Tuesday, 4 May 2021

Spookies (1986)

Although I didn't know anything about the production history of the movie when I first saw it, as a teenager seeking out every horror movie with a tantalising title and/or lurid video cover, Spookies has always been a film I viewed with a mix of affection and admiration. I knew it wasn't quite how movies should be, going by the standard criteria that many use to judge their viewing experiences, but I also knew that I kind of loved it.

It's a sign of the wonderful age we live in that Spookies now has a lovely blu-ray release, packaged with a documentary about the film and a documentary on VIPCO, the company who brought so many horror movies to VHS and DVD here in the UK, often butchered by the BBFC. It's worth noting that, for all the complaints to be made about VIPCO releases (murky prints, the many cuts to the material, etc), they were delivering this kind of content to horror fans years before we had the wonderful variety of boutique labels we have now. It may be difficult to limit your purchases now, with the likes of Arrow, Indicator, Second Sight, 101 Films, and others vying for your money, but 20-30 years ago we mainly had to rely on the curating skills of VIPCO and Anchor Bay.

But back to the film. There's an elderly man (Felix Ward) waiting beside a beautiful woman (Maria Pachukas) he seems to be in love with. They're hidden away somewhere in an old house that is visited by a mixed group of people we will call "People Obviously Set To Imminently Expire" AKA POSTIE. What's more, this group includes a Man With A Hand-puppet AKA MWAH. I think that tells you everything you need to know. As is so often the case, the POSTIE group decide to play around with a spirit board. That leads to encounters with the undead, including demonic creatures, a statue of the grim reaper that doesn't want to stay still, an arachno-beastie, and, rather infamously, some farting mudmen.
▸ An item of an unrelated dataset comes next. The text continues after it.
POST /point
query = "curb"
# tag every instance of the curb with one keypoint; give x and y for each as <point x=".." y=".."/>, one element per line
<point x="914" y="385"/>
The things that are bad here are things that are bad in a lot of small horror movies. The acting isn't great, especially any scene featuring MWAH, the script gives people some laughably bad dialogue, and there's a lack of any sense of logic or consistency. The fact that the film was so severely recut and reworked explains that last aspect, but the air of surreal insanity it creates also ends up being a big plus point for the film. You can accuse Spookies of many things, but you certainly couldn't accuse it of being boring.

Eugenie Joseph is the director to have finished it off, and Ann Burgund helped to write the extra material used, but equal credit must go to Thomas Doran, Brendan Faulkner, and Frank M. Farel, the people who created "Twisted Souls", the film that was mistreated and transformed into Spookies.

My love for this film isn't fully in line with what you get onscreen, but I cannot bring myself to let the bad outweigh the good. The cast at least do what is asked of them, even MWAH, but they're playing second fiddle to the wild and varied special effects on display, with lots of pulsating bladders being used and an ill-advised amount of blue paint to create a number of unthreatening ghouls.

Not a film I would hastily recommend to everyone, but one I would hastily recommend to those who spent the same amount of hours as I did browsing the many horror movie video boxes that often specialised in misrepresenting the actual content of the films contained within them, Spookies may well be one of the best films to come from such a bad experience. It's cheesy, laughable, often incoherent, and full of moments lifted from elsewhere. It's also pretty bloody brilliant.